Managing metrics

In OKD 4.13, cluster components are monitored by scraping metrics exposed through service endpoints. You can also configure metrics collection for user-defined projects.

You can define the metrics that you want to provide for your own workloads by using Prometheus client libraries at the application level.

In OKD, metrics are exposed through an HTTP service endpoint under the canonical name. You can list all available metrics for a service by running a curl query against http://<endpoint>/metrics. For instance, you can expose a route to the prometheus-example-app example service and then run the following to view all of its available metrics:

Example output

# HELP http_requests_total Count of all HTTP requests
# TYPE http_requests_total counter
http_requests_total{code="200",method="get"} 4
http_requests_total{code="404",method="get"} 2
# HELP version Version information about this binary
# TYPE version gauge
version{version="v0.1.0"} 1

Additional resources

You can create a ServiceMonitor resource to scrape metrics from a service endpoint in a user-defined project. This assumes that your application uses a Prometheus client library to expose metrics to the /metrics canonical name.

This section describes how to deploy a sample service in a user-defined project and then create a ServiceMonitor resource that defines how that service should be monitored.

To test monitoring of a service in a user-defined project, you can deploy a sample service.

Procedure

Create a YAML file for the service configuration. In this example, it is called prometheus-example-app.yaml.

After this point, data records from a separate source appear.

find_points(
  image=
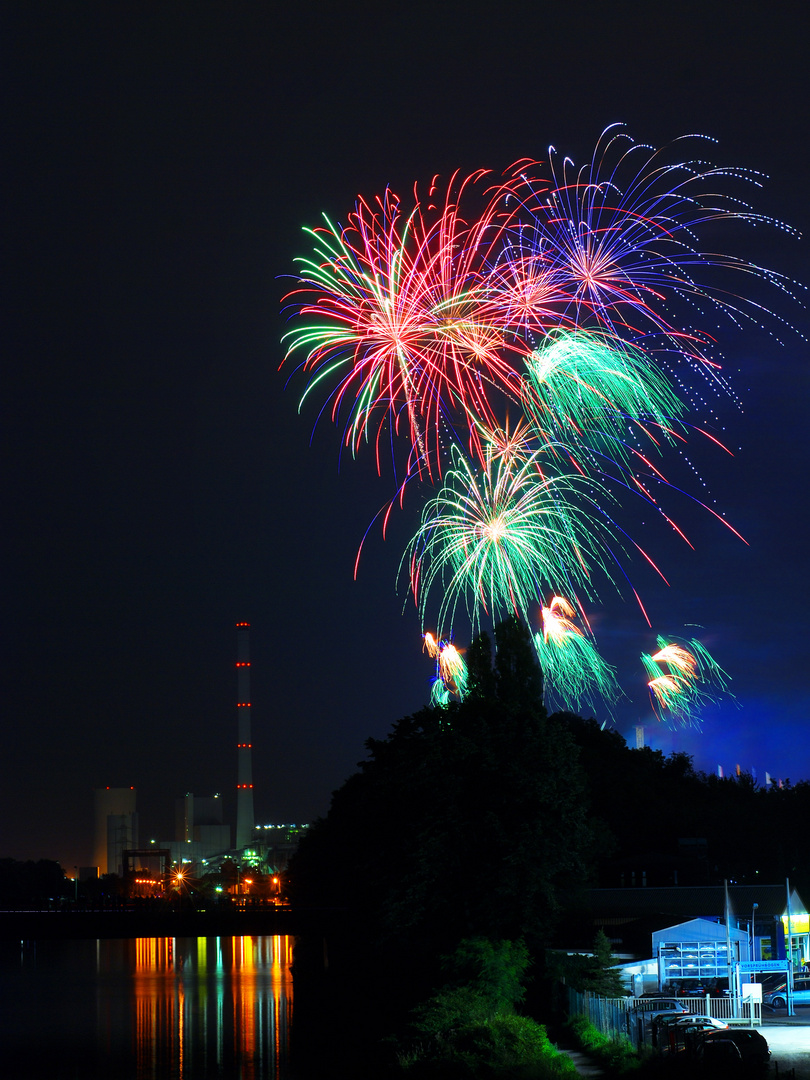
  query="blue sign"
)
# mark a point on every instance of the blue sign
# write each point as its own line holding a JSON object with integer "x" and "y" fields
{"x": 764, "y": 964}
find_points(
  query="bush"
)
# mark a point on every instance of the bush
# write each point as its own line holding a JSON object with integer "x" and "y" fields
{"x": 469, "y": 1028}
{"x": 617, "y": 1055}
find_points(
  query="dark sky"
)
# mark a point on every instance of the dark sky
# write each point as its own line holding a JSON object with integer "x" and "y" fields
{"x": 159, "y": 485}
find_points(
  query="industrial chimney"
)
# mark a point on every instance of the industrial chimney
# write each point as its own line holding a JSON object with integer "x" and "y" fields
{"x": 244, "y": 744}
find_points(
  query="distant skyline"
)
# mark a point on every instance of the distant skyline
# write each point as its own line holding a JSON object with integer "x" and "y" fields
{"x": 160, "y": 484}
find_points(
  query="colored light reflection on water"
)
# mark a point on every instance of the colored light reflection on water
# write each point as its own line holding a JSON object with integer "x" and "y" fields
{"x": 152, "y": 1008}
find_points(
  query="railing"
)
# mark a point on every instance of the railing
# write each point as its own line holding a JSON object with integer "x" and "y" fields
{"x": 629, "y": 1017}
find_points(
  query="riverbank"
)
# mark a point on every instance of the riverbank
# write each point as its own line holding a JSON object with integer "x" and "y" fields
{"x": 162, "y": 921}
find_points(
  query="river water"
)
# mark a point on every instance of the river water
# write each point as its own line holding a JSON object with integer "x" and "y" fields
{"x": 147, "y": 1009}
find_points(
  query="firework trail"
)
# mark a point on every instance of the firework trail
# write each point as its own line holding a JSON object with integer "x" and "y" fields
{"x": 496, "y": 538}
{"x": 579, "y": 297}
{"x": 575, "y": 675}
{"x": 619, "y": 240}
{"x": 449, "y": 683}
{"x": 683, "y": 679}
{"x": 395, "y": 321}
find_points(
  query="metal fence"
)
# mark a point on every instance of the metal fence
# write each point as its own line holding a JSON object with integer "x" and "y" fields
{"x": 630, "y": 1017}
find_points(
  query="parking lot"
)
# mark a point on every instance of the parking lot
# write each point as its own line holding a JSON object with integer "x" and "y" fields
{"x": 788, "y": 1040}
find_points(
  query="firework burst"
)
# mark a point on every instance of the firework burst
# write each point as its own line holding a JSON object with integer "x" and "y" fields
{"x": 497, "y": 537}
{"x": 574, "y": 672}
{"x": 683, "y": 679}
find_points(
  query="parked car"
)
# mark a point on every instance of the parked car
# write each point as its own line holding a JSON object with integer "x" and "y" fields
{"x": 736, "y": 1050}
{"x": 777, "y": 998}
{"x": 650, "y": 1008}
{"x": 710, "y": 1023}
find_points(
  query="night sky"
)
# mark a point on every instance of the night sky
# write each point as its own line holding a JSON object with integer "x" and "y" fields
{"x": 159, "y": 484}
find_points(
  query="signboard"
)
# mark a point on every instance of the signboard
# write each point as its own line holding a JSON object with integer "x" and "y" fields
{"x": 764, "y": 966}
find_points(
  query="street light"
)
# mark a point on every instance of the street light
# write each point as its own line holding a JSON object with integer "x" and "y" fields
{"x": 753, "y": 937}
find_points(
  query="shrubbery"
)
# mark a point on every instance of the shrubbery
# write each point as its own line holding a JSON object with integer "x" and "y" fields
{"x": 469, "y": 1027}
{"x": 617, "y": 1055}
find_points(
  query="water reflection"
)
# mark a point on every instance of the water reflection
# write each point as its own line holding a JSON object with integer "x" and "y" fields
{"x": 159, "y": 1008}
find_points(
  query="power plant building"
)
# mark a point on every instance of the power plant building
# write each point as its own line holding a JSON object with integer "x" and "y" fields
{"x": 116, "y": 827}
{"x": 199, "y": 821}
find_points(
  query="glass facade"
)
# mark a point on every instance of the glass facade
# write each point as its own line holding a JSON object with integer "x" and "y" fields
{"x": 704, "y": 961}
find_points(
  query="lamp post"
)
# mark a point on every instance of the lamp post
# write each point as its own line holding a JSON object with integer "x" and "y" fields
{"x": 753, "y": 937}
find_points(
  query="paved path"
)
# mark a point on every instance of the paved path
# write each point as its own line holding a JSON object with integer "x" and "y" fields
{"x": 788, "y": 1042}
{"x": 585, "y": 1066}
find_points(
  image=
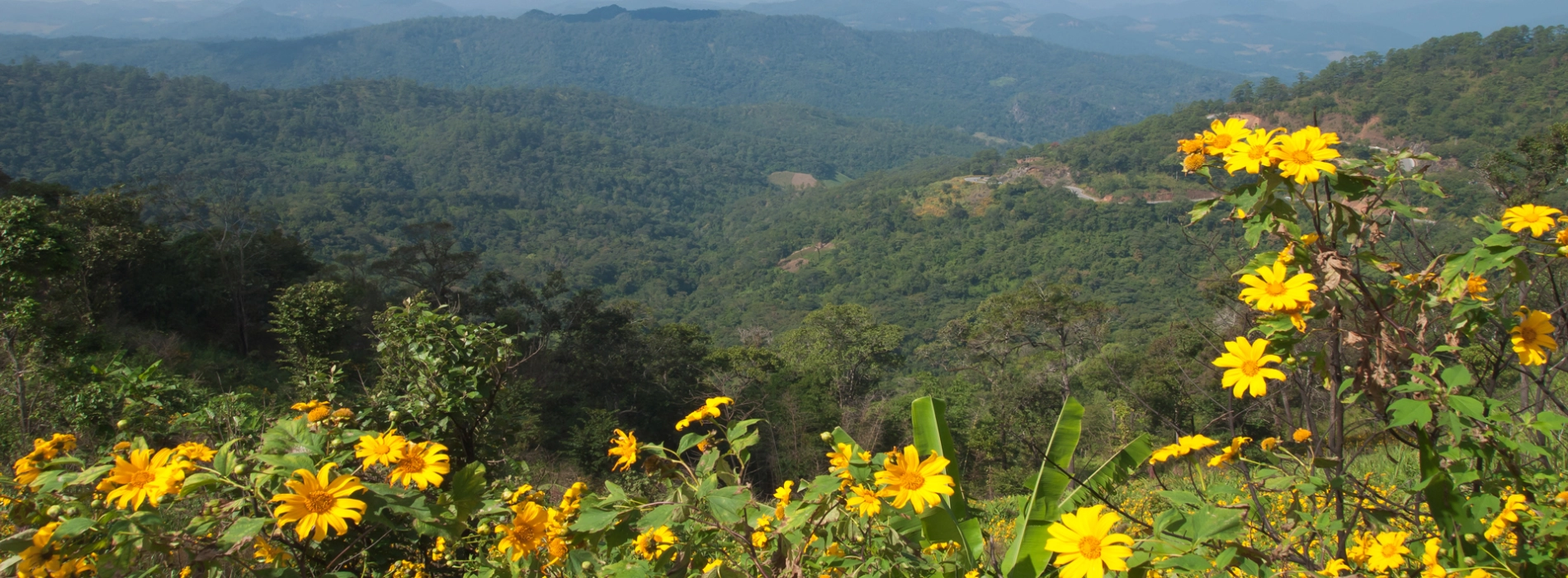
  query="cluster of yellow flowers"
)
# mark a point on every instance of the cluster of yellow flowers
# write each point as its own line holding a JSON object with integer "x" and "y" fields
{"x": 1301, "y": 156}
{"x": 43, "y": 558}
{"x": 1191, "y": 443}
{"x": 317, "y": 410}
{"x": 27, "y": 468}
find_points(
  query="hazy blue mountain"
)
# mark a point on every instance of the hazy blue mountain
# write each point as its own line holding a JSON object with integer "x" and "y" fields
{"x": 1015, "y": 88}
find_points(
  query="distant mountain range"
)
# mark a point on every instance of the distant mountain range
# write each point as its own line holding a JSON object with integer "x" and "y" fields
{"x": 1258, "y": 38}
{"x": 1005, "y": 87}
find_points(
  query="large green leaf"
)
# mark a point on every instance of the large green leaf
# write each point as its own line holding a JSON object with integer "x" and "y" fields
{"x": 1027, "y": 557}
{"x": 954, "y": 524}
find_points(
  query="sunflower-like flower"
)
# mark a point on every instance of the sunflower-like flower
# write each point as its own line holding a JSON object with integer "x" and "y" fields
{"x": 1476, "y": 287}
{"x": 862, "y": 501}
{"x": 1183, "y": 447}
{"x": 385, "y": 448}
{"x": 625, "y": 449}
{"x": 711, "y": 409}
{"x": 1512, "y": 508}
{"x": 1084, "y": 544}
{"x": 1334, "y": 567}
{"x": 1536, "y": 217}
{"x": 907, "y": 480}
{"x": 1247, "y": 369}
{"x": 1388, "y": 552}
{"x": 144, "y": 478}
{"x": 268, "y": 553}
{"x": 1231, "y": 452}
{"x": 1252, "y": 153}
{"x": 654, "y": 542}
{"x": 1533, "y": 337}
{"x": 423, "y": 464}
{"x": 1303, "y": 154}
{"x": 529, "y": 529}
{"x": 196, "y": 451}
{"x": 1273, "y": 289}
{"x": 1223, "y": 134}
{"x": 319, "y": 501}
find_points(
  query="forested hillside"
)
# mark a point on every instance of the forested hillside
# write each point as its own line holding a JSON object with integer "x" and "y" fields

Add the following deployment and service configuration details to the file:

apiVersion: v1
kind: Namespace
metadata:
  name: ns1
---
apiVersion: apps/v1
kind: Deployment
metadata:
  labels:
    app: prometheus-example-app
  name: prometheus-example-app
  namespace: ns1
spec:
  replicas: 1
  selector:
    matchLabels:
      app: prometheus-example-app
    metadata:
      labels:
        app: prometheus-example-app
      containers:
      - image: ghcr.io/rhobs/prometheus-example-app:0.4.1
        imagePullPolicy: IfNotPresent
        name: prometheus-example-app
---
apiVersion: v1
kind: Service
metadata:
  labels:
    app: prometheus-example-app
  name: prometheus-example-app
  namespace: ns1
spec:
  ports:
  - port: 8080
    protocol: TCP
    targetPort: 8080
    name: web
  selector:
    app: prometheus-example-app
  type: ClusterIP

This configuration deploys a service named prometheus-example-app in the user-defined ns1 project. This service exposes the custom version metric.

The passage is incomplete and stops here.